Anyone familiar with the life of a professional musician, much less a church choir director, knows the full immersion and countless hours of rehearsal and study necessary to accomplish the work. For the musician, it’s a joy, but leaves little time for a personal life. However, Christoffer manages to set aside time for a few hobbies. “My girlfriend and I have a lovely garden area that was just barren when we moved in, and we’ve been slowly creating a real garden with what I’m hoping will be a butterfly garden.” 

Christoffer said he has always been a huge believer in the interdependence of the arts, so he is either reading about them or participating in them in one way or the other. 

“My grandparents weren’t musicians, my grandfather is a college English professor and he just loved literature. I picked up on that so I love poetry and I love novels. He helped to instill a love of literature which I think is useful, because when you spend a lot of time interpreting text, as a choral director, the ability to interpret literature is a requirement. You need to be able to teach text and understand how to paint the text.”

Christoffer is optimistic and looking forward to the coming year. He is brimming with plans for the church music season along with exciting concerts for the community. “I’m hoping that the next year will be a real kind of reassertion of music as an important part of the identity of this church. We just got a new instrument, an organ, so that is our focus for the next year. It’s a versatile instrument, so as society starts to open up again, I have lots of ideas.”

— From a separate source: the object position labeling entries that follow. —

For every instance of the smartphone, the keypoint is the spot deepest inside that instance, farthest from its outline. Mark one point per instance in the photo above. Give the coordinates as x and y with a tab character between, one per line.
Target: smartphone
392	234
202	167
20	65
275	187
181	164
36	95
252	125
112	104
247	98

One of Christoffer’s ideas is sure to be popular with the Boca Grande community. “We could do silent movies here with the organ accompaniment, because you can get a fabulous theater organ effect from some of the sounds on the instrument. What a wonderful thing to have organists improvise a whole story to a silent film. I think that would be a wonderful event for the island.”

In addition to a silent movie concert performance, Christoffer is planning a recital series with different instrumental combinations, like an organ and brass and of course, a choir concert.

“I’m also looking forward to growing the choir once we restart the music program. I am looking forward to adding a more advanced repertoire, both for the congregation and the choir.”

When one studies the history of pandemics, one finds that after the scare has ended, people tend to embrace the church. Church attendance rises post-pandemic in record-breaking numbers. Christoffer believes that may be true in 2021. 

“You know that people have wanted to engage in whatever ways they could through this time. We’ve been putting out virtual services and things like that for a long time, and they appreciate it here in Boca Grande. I think it might be a bit of ‘absence makes the heart grow fonder’ kind of a thing. People have missed it and are excited to engage. I certainly hope this year will be a growth year for the parish.”

With Christoffer’s dedicated work as a church musician, organist, composer, and choirmaster, one can imagine his great-grandfather looking on with pride as he follows in the family business.